Of course, this is meaningless for a molecule as a whole. Furthermore, the ion you've quoted does not exist.

Phosphate is actually #"PO"_4^(3-)#, and has the following resonance structure (#+3# other permutations):

https://upload.wikimedia.org/

Assign the labels #"O"_((1))#, . . . , #"O"_((4))# starting from the top oxygen and going clockwise. Then, #"O"_((2) - (4))# are identical in formal charge, as they are equivalent oxygens in this representation.

  • #"O"_((1))# would bring in #bb6# valence electrons, and it owns #overbrace("2 lone pairs" xx "2 electrons each")^("lone pairs")# #+# #overbrace("2 bonds" xx "1 electron")^("bonding electrons") = bb6# of them.
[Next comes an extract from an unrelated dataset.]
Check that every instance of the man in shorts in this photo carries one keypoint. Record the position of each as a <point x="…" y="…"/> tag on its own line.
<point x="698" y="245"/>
Thus, its formal charge is #0#.

  • #"O"_((2) - (4))# would each bring in #bb6# valence electrons, and they each own #overbrace("3 lone pairs" xx "2 electrons each")^("lone pairs")# #+# #overbrace("1 bond" xx "1 electron")^("bonding electrons") = bb7# of them.

Thus, their formal charges are all #-1#.

  • And lastly, the #"P"# in the middle would bring in #5# valence electrons, but own #5 xx 1 = 5# of them, having a formal charge of #0#.

And we indeed still have a total charge of #3^-#, i.e.

#overbrace((0))^(O_((1))) + 3 xx overbrace((-1))^(O_((2) - (4))) + overbrace((0))^(P) = overbrace(3^-)^(PO_4^(3-))#